The other anticounterfeit strategy is to use responsive NPCs to create structural color changes in their anticounterfeit patterns under corresponding stimuli.^{195,228,280,319,320} Our group prepared responsive photonic prints (RPPs) by the selective swelling of swellable photonic paper with HEMA as the ink.²⁸⁵ The RPPs can rapidly and reversibly display five structural colors in different concentrations of alcohol solutions, benefiting from the asymmetric solvation behavior between the patterns of RPPs and the background. Inspired by chameleons and insect wings, we designed the NPC gels that can reversibly switch their colors based on the matching/mismatching of the refractive index.⁵⁶ The NPC gels were prepared by fixing the nonclose-packed silica particles in the mixture of HEA and PEGPEA through photopolymerization and swelling in solvents. Due to the matching of the refractive index (Δ = 0), these NPC gels are highly transparent with the off state in water but show iridescent colors with the on state in other solvents because of Δn ≠ 0. As shown in Fig. 15c, the as-prepared NPC patterns were invisible in water and exhibited a brilliant multicolor in acetonitrile. In addition, we reported a dual-mode anticounterfeit photonic pattern based on photoluminescent (PL) and responsive NPCs.³²¹ Responsive NPCs were prepared by assembling dye-doped silica in non/swellable polymers. Under normal conditions, the prepared photonic patterns had uniform structural color due to similar particle size, lattice constants, and refractive index. When the photonic patterns are exposed to UV irradiation or immersed in water, the hidden patterns based on PL and structural colors can be displayed immediately and reversibly (Fig. 15d). Li et al. developed a novel multiangle photochromic NPCs.³²² The photochromic NPCs were prepared by mixing spiropyran powder with CIS particles through BIOT-induced self-assembly. The patterns of NPCs exhibited different color-switching indoors and outdoors due to the photochromic molecules turning fuchsia under UV irradiation (Fig. 15e).

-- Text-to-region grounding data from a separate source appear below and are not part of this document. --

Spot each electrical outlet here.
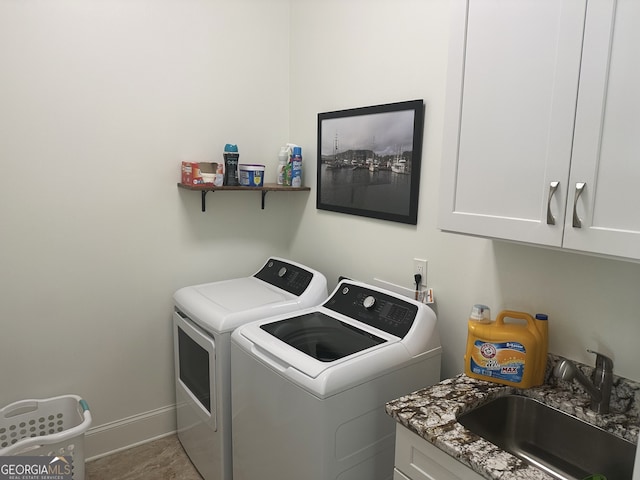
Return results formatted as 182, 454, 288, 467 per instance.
413, 258, 427, 287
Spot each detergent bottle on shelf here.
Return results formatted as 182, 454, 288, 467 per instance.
464, 305, 548, 388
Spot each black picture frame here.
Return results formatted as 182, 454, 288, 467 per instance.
316, 100, 424, 225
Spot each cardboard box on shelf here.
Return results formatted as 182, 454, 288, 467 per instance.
181, 162, 224, 186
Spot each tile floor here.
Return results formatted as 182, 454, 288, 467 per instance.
85, 435, 202, 480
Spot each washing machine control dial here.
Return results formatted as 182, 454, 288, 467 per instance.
362, 295, 376, 310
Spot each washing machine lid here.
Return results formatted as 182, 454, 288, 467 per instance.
260, 311, 387, 362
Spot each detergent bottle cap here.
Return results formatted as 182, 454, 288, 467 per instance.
469, 303, 491, 323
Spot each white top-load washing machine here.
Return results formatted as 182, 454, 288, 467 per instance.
231, 280, 441, 480
173, 257, 327, 480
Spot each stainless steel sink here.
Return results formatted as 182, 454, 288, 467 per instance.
458, 395, 636, 480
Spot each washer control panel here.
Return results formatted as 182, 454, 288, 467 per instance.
254, 258, 313, 297
323, 282, 418, 338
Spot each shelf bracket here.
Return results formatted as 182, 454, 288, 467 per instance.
200, 190, 215, 212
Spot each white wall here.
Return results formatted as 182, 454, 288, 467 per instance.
0, 0, 296, 455
291, 0, 640, 380
0, 0, 640, 462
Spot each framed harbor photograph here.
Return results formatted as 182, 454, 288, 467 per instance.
316, 100, 424, 225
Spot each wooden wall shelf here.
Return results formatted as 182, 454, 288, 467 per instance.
178, 183, 311, 212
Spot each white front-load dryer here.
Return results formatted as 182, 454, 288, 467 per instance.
231, 280, 441, 480
173, 257, 327, 480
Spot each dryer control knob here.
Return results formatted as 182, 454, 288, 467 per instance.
362, 295, 376, 310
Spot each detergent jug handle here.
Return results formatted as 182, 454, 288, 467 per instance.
496, 310, 536, 328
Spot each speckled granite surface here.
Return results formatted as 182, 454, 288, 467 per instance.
386, 354, 640, 480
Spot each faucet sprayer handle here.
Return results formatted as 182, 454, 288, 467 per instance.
587, 348, 613, 373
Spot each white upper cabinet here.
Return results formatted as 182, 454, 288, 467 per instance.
439, 0, 640, 259
563, 0, 640, 259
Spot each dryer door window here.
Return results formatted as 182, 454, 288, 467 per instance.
260, 312, 386, 362
178, 327, 211, 413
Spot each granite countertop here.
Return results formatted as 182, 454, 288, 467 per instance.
386, 354, 640, 480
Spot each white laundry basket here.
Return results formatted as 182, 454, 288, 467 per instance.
0, 395, 91, 480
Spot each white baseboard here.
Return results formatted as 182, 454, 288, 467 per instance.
84, 405, 176, 461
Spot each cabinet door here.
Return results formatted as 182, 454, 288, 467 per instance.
439, 0, 586, 246
394, 424, 482, 480
563, 0, 640, 259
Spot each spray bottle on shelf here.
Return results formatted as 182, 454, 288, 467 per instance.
291, 146, 302, 187
276, 147, 290, 185
283, 143, 302, 187
222, 143, 240, 186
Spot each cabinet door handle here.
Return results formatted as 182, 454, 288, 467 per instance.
573, 182, 587, 228
547, 182, 560, 225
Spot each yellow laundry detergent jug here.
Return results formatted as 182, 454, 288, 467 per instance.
464, 305, 548, 388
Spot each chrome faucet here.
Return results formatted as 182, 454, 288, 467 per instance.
553, 349, 613, 413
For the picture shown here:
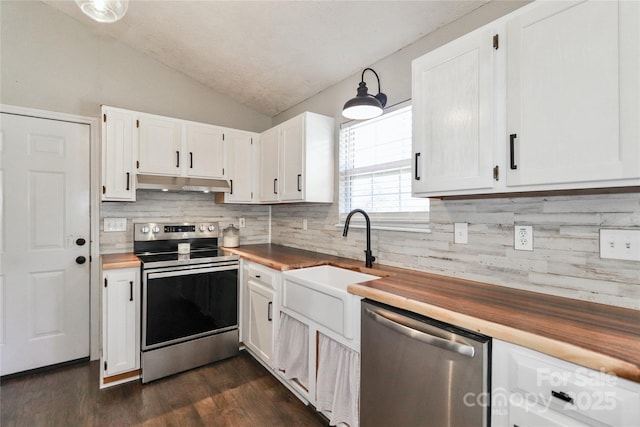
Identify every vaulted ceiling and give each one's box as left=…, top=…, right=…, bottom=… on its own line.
left=42, top=0, right=486, bottom=116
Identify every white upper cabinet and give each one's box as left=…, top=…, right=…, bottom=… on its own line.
left=412, top=26, right=504, bottom=196
left=413, top=1, right=640, bottom=197
left=260, top=112, right=335, bottom=203
left=102, top=107, right=136, bottom=201
left=183, top=124, right=225, bottom=178
left=224, top=131, right=259, bottom=203
left=507, top=1, right=640, bottom=191
left=259, top=128, right=280, bottom=202
left=138, top=116, right=181, bottom=175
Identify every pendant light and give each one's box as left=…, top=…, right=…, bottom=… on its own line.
left=76, top=0, right=129, bottom=23
left=342, top=68, right=387, bottom=120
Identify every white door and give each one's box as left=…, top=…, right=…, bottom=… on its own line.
left=507, top=1, right=640, bottom=185
left=280, top=115, right=305, bottom=200
left=0, top=113, right=90, bottom=375
left=260, top=127, right=280, bottom=202
left=225, top=132, right=255, bottom=202
left=184, top=125, right=225, bottom=178
left=138, top=117, right=181, bottom=176
left=412, top=28, right=504, bottom=195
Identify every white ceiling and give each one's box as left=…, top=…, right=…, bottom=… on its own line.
left=42, top=0, right=488, bottom=116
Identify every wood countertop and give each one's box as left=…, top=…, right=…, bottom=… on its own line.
left=227, top=244, right=640, bottom=382
left=101, top=253, right=140, bottom=270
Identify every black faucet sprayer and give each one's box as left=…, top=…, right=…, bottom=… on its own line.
left=342, top=209, right=376, bottom=268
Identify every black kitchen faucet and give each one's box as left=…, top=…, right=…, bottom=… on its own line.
left=342, top=209, right=376, bottom=268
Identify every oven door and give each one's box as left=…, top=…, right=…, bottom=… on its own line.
left=142, top=261, right=238, bottom=351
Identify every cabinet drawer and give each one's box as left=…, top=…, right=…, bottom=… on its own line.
left=509, top=351, right=640, bottom=426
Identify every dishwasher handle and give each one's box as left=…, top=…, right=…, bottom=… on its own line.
left=364, top=307, right=475, bottom=358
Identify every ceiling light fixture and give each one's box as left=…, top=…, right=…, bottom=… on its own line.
left=342, top=68, right=387, bottom=120
left=76, top=0, right=129, bottom=23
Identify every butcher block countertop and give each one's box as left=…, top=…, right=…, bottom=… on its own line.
left=102, top=253, right=140, bottom=270
left=226, top=244, right=640, bottom=382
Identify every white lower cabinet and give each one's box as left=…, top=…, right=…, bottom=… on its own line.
left=242, top=259, right=280, bottom=368
left=100, top=268, right=140, bottom=387
left=491, top=339, right=640, bottom=427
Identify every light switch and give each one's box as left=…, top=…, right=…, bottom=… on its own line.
left=104, top=218, right=127, bottom=232
left=453, top=222, right=469, bottom=245
left=600, top=228, right=640, bottom=261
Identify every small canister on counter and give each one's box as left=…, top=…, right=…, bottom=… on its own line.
left=222, top=224, right=240, bottom=248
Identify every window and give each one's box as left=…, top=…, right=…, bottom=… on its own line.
left=339, top=105, right=429, bottom=230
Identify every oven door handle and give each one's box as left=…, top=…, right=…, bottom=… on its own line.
left=147, top=265, right=238, bottom=279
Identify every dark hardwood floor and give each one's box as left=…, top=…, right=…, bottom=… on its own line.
left=0, top=352, right=328, bottom=427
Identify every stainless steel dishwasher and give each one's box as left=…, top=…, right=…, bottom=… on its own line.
left=360, top=300, right=491, bottom=427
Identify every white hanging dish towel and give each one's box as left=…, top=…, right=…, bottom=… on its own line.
left=316, top=334, right=360, bottom=427
left=275, top=314, right=309, bottom=389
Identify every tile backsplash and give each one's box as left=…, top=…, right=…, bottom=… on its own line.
left=271, top=192, right=640, bottom=309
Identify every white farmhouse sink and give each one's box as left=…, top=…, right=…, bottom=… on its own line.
left=282, top=265, right=379, bottom=341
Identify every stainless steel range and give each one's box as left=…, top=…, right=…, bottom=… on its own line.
left=133, top=222, right=239, bottom=383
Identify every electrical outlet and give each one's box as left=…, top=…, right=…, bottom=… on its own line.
left=513, top=225, right=533, bottom=251
left=453, top=222, right=469, bottom=245
left=600, top=228, right=640, bottom=261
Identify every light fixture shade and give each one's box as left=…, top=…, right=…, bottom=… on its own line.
left=76, top=0, right=129, bottom=23
left=342, top=68, right=387, bottom=120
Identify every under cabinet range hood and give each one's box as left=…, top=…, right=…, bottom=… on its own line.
left=136, top=174, right=231, bottom=193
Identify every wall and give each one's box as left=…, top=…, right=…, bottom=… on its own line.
left=100, top=190, right=269, bottom=254
left=272, top=2, right=640, bottom=309
left=0, top=0, right=271, bottom=132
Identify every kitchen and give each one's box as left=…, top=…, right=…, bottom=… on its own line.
left=2, top=2, right=640, bottom=426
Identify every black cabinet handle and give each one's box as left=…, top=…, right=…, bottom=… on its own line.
left=509, top=133, right=518, bottom=170
left=551, top=390, right=573, bottom=404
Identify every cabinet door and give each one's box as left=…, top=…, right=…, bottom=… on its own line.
left=412, top=28, right=504, bottom=196
left=102, top=268, right=140, bottom=377
left=507, top=1, right=640, bottom=188
left=225, top=132, right=257, bottom=203
left=247, top=280, right=274, bottom=366
left=260, top=127, right=280, bottom=202
left=184, top=125, right=225, bottom=178
left=279, top=115, right=305, bottom=201
left=138, top=117, right=181, bottom=176
left=102, top=109, right=136, bottom=201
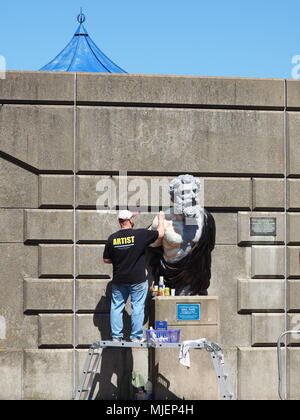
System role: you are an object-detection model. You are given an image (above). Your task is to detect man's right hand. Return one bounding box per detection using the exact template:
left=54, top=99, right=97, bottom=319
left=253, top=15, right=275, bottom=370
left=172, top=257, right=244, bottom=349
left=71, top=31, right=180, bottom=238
left=157, top=211, right=165, bottom=239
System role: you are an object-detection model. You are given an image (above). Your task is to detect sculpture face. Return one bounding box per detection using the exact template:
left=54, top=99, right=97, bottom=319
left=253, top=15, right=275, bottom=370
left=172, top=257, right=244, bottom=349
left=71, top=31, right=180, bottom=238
left=152, top=175, right=204, bottom=262
left=169, top=175, right=201, bottom=218
left=149, top=175, right=215, bottom=295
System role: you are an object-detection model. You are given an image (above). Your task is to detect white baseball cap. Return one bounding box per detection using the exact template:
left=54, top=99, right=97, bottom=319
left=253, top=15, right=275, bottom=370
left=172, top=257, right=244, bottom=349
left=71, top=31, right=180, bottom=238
left=118, top=210, right=138, bottom=220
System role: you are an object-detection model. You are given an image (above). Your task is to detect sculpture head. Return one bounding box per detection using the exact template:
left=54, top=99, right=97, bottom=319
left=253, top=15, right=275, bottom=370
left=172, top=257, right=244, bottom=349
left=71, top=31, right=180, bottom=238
left=169, top=175, right=201, bottom=218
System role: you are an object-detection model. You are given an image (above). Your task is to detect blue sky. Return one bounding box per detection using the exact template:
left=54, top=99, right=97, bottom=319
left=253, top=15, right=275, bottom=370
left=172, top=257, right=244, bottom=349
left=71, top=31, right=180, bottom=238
left=0, top=0, right=300, bottom=78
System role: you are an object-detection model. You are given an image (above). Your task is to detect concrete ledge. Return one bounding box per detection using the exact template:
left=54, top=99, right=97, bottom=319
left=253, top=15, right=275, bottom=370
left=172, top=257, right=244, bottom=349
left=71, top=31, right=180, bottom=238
left=77, top=73, right=284, bottom=107
left=78, top=106, right=284, bottom=176
left=0, top=70, right=74, bottom=102
left=76, top=210, right=155, bottom=243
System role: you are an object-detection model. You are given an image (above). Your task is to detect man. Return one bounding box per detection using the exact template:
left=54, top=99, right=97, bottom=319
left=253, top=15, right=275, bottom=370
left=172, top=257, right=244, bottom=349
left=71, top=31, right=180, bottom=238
left=103, top=210, right=165, bottom=342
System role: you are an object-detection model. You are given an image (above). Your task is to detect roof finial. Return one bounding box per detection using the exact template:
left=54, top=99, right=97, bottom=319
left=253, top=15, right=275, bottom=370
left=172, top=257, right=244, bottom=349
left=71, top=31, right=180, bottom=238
left=77, top=7, right=85, bottom=23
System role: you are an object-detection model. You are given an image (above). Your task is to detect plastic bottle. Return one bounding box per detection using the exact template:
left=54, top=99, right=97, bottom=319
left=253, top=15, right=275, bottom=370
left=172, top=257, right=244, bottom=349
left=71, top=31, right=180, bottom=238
left=158, top=276, right=165, bottom=296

NPCs-based “invisible photonic prints” have patterns that are invisible under normal conditions and can only be recognized when stimulated by force,³²³ magnetic fields,^324,325 or solvents.^303,305,326 Ge et al. reported an invisible print based on water-responsive 1D NPCs, which was prepared using photolithography to create different crosslinking or degrees of hydrophobicity on photonic paper containing siloxane.³⁰³ Upon inking of the invisible pattern in water, the different dissolution rates of the pattern and the background caused different reflection wavelengths and structural colors between them. Thus, the pattern was revealed (Fig. 15f). Subsequently, they developed an invisible print based on mechanochromic NPCs. The invisible print was prepared by soaking photonic paper in a crosslinking agent (PEGDA) and selectively UV-curing the patterned parts.³²³ The crosslinked patterns were close to the photonic structure of the background but with different mechanochromic abilities so that the patterns were invisible in the relaxed state but revealed under photonic paper deformation (Fig. 15g). Our group reported a simple and rapid strategy for preparing invisible photonic prints with a reconfigurable pattern that involves selectively coating a layer of oleylamine (OAm) on hydrophilic photonic paper (Fig. 15h).³²⁶ Owing to the different swelling abilities of the pattern and the background area, the pattern was invisible under normal conditions, and once it was soaked with water, the pattern was revealed in a short time (2 s) with a large color contrast. Moreover, the invisible pattern can be reconfigured without losing its properties on a macro/microscopic scale (Fig. 15i and j).

4.4 Display

NPCs are promising materials for next-generation display devices due to their nonphotobleaching structural colors, high contrast, and low energy consumption. Displays are mainly based on electrochromic NPCs displays,^{131,135,230,236,239–241,243,247,327} magnetochromic NPC displays,^{159,215,216,222,226,235,328,329} and mechanochromic NPCs. Shim et al. reported electrochromic NPCs formed by nonclose-packed and highly charged PS particles.²³⁶ On being exposed to an electric field, the lattice of NPCs was compressed along the [111] direction, and the structural color blueshifted due to the electrical packing force applied to the particles. The color of the pattern can be changed quickly and reversibly by applying a localized electric field and regulating the voltage (Fig. 16a). Fu et al. developed an electrochromic NPC display with a wide tuning range, high saturation structured color, fast electrical response, good reversibility, and better operating stability.¹³¹ CeO₂@SiO₂ has a high refractive index, forming a large refractive index contrast with propylene carbonate, resulting in NPC with a wide bandgap and high saturation structural color. The dynamic pixel patterns displayed by 3 × 3 cell arrays fabricated from NPCs under programmed electric fields reveal their great potential for applications in the display (Fig. 16b and c).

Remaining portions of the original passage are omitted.